With specific reference to the member's motion, I note that Fremantle's harbour is forecast, in the next decade, to double to 1.2 million containers per annum. About 20 per cent of Western Australia's economy is linked to trade going in and out of Fremantle. Heavy vehicles and other road freight transport account for around 22 per cent of traffic on key access routes to the Fremantle port inner harbour. This corridor turns over some $16 billion and employs 15,000 people and will double in the next five years. Both the export and import volumes through Fremantle port will continue to grow for years to come. More trade, in particular more exports from WA, means more growth, more jobs and more opportunity for people in WA to get ahead. Without the Perth Freight Link as a productivity-enhancing piece of strategic road infrastructure, this worsening congestion will increasingly act as a handbrake on our economy.

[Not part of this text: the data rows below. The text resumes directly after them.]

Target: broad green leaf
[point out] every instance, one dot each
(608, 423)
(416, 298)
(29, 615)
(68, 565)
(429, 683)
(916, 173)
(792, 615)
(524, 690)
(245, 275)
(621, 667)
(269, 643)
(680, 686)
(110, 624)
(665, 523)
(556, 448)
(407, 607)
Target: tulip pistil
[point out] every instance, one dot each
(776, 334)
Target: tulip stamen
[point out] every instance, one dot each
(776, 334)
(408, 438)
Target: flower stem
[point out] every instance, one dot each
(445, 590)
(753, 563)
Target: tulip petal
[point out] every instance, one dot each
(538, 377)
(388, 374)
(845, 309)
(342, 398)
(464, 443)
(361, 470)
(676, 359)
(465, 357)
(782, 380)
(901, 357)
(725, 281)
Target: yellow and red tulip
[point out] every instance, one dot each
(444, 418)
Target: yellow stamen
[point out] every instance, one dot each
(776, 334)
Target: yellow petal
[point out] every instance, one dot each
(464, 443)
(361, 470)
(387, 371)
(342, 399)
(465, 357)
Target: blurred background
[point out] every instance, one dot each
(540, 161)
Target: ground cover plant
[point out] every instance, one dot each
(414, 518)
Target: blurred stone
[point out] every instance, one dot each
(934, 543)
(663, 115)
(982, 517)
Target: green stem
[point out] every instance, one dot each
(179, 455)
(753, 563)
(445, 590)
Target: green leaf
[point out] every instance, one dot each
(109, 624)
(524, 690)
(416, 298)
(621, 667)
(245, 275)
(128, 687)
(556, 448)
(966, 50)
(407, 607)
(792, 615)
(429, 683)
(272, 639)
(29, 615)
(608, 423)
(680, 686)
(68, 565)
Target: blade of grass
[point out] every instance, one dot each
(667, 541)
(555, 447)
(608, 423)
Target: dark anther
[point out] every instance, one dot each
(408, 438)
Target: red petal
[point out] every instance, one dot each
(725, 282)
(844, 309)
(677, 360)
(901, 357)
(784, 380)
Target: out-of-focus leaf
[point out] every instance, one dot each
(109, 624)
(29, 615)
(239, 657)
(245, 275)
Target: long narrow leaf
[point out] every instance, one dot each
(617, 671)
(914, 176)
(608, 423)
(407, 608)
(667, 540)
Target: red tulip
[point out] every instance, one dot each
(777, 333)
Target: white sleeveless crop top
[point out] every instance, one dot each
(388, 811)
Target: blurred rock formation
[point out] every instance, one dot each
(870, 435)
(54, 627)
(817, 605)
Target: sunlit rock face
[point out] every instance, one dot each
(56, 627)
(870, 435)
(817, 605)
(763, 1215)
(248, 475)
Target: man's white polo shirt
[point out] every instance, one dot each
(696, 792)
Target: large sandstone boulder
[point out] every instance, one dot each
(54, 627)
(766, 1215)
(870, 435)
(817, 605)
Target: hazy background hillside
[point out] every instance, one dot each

Some people have suggested the Perth Freight Link will not be necessary once we build the second port further south. This is just wrong. Even when a second port is eventually built, it will complement, not replace, Fremantle port. Also, the Perth Freight Link will contribute to more efficient freight movements not just to Fremantle port but to any future second port as well. Indeed, the long-overdue Roe Highway extension will also service any outer harbour in the future.

Today, the member for Perth is campaigning against the strategic road infrastructure in the same way that she campaigned against the construction of Northbridge Tunnel and Graham Farmer Freeway about 15 years ago. In the same way that she was not able to stop the Northbridge Tunnel, which today is used by more than 100,000 cars per day, she will not be able to stand in the way of the Perth Freight Link project.

Ms MacTiernan interjecting

It is the same sad old story and the same member for Perth screaming out because she does not have any answers.